Mitt Romney went to NBC's Education Nation Summit (already overwhelmingly a collection of 1-percenter views on education before Romney arrived) Tuesday to deliver his usual set of already failed ideas on the subject: dump kids in giant classes to learn a curriculum entirely centered around standardized testing and taught by teachers paid according to said standardized test scores. All the rich kids are in private schools with small class sizes and without standardized tests, anyway, and that's good enough for poor kids. But beyond his ideas about what should go on in the schools, he offered another classic
for thee but not for me theory about how the political process should work:
"I don't mean to be terribly partisan, but I kind of am," he followed up, to laughs from the audience, before calling the donations from teachers' unions to Democratic politicians an "extraordinary conflict of interest" because those politicians are then supposed to stand up to the unions and for students in negotiations.
Mitt Romney has gotten
giant contributions from the financial sector and he's running for president
vowing to repeal Wall Street reform. Romney's entire fucking campaign is about his promise to govern on behalf of his biggest donors and assorted other rich people like himself. For that matter, Romney made his personal fortune
sending jobs to China and he's running for president
attacking President Obama for not standing up to China.

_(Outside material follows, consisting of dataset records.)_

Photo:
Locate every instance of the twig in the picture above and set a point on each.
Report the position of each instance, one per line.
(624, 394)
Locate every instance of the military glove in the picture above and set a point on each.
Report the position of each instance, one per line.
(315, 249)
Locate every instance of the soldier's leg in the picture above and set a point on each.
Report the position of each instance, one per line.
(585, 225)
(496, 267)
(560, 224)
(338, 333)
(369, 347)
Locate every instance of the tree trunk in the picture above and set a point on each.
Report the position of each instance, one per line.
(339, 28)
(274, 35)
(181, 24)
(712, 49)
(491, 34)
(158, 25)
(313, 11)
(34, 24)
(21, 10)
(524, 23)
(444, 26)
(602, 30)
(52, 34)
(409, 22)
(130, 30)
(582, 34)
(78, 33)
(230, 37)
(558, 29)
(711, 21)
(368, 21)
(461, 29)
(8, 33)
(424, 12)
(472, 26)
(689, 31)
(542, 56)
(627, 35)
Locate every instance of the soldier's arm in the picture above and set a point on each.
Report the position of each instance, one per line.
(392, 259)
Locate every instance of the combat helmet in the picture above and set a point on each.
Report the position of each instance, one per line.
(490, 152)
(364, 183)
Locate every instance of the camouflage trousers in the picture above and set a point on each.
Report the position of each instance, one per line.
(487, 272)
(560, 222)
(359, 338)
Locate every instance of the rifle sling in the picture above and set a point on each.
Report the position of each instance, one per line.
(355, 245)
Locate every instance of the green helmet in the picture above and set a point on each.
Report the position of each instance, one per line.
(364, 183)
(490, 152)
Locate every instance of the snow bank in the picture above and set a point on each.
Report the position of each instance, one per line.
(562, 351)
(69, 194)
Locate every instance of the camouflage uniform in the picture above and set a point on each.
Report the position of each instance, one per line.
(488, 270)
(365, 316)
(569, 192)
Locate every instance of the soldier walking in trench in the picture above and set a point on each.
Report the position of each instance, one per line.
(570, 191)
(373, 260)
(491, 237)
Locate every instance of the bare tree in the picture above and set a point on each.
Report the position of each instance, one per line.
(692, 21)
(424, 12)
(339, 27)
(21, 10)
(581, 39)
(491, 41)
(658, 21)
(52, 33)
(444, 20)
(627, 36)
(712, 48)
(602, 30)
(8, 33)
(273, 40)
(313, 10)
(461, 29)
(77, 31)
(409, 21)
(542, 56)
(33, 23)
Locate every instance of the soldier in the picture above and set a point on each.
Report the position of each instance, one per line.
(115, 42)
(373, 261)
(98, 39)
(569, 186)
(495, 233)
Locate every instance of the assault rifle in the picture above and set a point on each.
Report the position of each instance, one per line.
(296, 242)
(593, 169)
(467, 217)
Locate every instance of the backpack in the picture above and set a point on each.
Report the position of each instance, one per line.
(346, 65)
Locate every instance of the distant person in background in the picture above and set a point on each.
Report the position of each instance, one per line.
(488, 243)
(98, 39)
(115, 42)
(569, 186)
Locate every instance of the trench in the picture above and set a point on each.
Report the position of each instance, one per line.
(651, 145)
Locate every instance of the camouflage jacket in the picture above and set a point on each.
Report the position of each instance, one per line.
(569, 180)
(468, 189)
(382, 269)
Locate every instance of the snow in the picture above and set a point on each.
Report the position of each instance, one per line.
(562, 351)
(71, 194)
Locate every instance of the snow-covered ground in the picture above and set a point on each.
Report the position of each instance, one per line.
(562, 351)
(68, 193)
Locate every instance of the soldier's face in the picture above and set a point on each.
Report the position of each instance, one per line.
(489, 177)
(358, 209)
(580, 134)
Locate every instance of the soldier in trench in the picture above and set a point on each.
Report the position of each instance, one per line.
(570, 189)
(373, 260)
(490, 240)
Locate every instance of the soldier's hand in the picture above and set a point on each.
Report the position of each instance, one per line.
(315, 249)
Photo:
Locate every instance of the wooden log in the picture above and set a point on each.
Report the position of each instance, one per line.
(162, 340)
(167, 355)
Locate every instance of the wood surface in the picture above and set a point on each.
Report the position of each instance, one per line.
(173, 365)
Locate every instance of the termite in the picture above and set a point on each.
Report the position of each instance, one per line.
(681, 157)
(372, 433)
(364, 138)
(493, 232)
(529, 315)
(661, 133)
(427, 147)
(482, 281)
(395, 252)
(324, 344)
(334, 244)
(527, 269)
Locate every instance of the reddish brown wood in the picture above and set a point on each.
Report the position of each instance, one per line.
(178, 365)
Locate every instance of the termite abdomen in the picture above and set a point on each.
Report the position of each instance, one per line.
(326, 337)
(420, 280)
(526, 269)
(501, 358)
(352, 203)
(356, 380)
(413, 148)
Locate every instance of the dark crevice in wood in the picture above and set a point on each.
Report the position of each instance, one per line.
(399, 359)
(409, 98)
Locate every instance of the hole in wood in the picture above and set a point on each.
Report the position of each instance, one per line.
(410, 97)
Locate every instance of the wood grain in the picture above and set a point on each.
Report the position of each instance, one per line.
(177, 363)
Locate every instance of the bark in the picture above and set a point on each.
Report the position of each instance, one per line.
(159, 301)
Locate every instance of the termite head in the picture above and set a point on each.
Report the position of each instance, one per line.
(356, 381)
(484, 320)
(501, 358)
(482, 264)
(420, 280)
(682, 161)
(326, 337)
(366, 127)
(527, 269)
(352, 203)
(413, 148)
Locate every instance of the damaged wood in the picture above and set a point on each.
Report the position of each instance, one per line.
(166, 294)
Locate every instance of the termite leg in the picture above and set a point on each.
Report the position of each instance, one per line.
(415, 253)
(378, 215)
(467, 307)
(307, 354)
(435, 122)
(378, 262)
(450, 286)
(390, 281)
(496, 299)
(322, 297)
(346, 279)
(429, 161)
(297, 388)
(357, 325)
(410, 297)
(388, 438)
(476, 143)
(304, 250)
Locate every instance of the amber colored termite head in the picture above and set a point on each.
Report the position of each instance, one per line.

And he thinks that Chicago Mayor Rahm Emanuel, who actively tried to screw Chicago teachers on pay and working conditions, is somehow evidence of a Democratic conflict of interest around the comparatively slight financial contributions of teachers unions?

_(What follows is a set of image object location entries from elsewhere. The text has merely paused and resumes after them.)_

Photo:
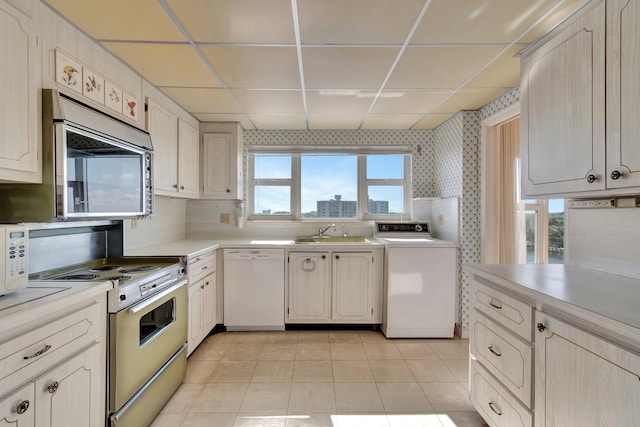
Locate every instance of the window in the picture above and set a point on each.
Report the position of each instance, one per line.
(544, 221)
(306, 185)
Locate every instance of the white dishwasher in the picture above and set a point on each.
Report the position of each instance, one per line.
(253, 289)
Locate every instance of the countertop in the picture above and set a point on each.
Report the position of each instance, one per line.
(194, 247)
(609, 303)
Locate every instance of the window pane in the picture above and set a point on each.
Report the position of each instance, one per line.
(270, 166)
(329, 186)
(271, 200)
(556, 231)
(385, 166)
(531, 221)
(385, 199)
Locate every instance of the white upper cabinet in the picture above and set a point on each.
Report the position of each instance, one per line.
(623, 93)
(19, 89)
(222, 161)
(175, 153)
(189, 160)
(563, 128)
(580, 103)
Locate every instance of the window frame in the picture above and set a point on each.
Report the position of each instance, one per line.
(294, 183)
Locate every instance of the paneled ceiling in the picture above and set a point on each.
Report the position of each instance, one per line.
(322, 64)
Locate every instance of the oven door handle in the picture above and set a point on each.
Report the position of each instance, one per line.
(155, 298)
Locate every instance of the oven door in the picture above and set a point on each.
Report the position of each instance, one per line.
(142, 338)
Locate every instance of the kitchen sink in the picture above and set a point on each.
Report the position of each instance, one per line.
(332, 239)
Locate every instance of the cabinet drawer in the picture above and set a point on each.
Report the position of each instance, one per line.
(200, 266)
(505, 356)
(514, 315)
(494, 402)
(51, 343)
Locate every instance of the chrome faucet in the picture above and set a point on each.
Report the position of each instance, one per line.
(324, 230)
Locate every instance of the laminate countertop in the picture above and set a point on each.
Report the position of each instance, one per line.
(606, 303)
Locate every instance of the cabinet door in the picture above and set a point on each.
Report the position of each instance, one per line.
(351, 286)
(309, 290)
(18, 409)
(563, 110)
(582, 380)
(218, 155)
(71, 395)
(623, 93)
(163, 128)
(19, 115)
(209, 303)
(195, 326)
(189, 160)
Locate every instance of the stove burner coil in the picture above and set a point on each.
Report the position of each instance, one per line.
(139, 269)
(121, 277)
(105, 268)
(78, 277)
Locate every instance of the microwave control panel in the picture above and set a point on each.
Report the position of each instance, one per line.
(14, 254)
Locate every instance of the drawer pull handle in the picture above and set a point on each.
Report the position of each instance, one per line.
(494, 409)
(497, 353)
(40, 352)
(22, 407)
(53, 387)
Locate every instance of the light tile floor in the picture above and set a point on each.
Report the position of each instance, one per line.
(323, 378)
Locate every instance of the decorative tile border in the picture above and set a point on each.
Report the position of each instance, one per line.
(72, 74)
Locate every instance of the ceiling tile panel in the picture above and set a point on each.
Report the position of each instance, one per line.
(236, 21)
(249, 67)
(270, 101)
(347, 68)
(390, 121)
(439, 67)
(503, 72)
(557, 16)
(165, 64)
(357, 21)
(120, 19)
(408, 101)
(279, 121)
(432, 121)
(469, 99)
(464, 21)
(335, 121)
(241, 118)
(202, 100)
(339, 101)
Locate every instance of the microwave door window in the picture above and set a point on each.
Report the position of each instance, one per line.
(101, 177)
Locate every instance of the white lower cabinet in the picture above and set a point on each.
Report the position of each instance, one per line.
(337, 287)
(57, 368)
(202, 298)
(583, 380)
(18, 409)
(501, 357)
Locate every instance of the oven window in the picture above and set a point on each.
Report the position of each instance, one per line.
(154, 322)
(102, 177)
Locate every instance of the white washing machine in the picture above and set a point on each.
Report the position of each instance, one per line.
(420, 281)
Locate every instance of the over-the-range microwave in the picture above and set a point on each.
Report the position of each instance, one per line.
(93, 167)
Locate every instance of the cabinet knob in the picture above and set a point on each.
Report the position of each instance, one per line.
(22, 407)
(53, 387)
(615, 175)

But this isn't about Romney believing there's a conflict of interest. This is about Romney seeking yet another way to delegitimize the idea that workers should be able to get together and have a bigger voice collectively than they do individually. Any shred of power that collective action gives workers is, to Romney, something to tear down and try to squash. The fact that when teachers fight for better working conditions, they're fighting to get the government to spend more money educating kids who can't even afford to go to private school only make Romney relish attacking them that much more.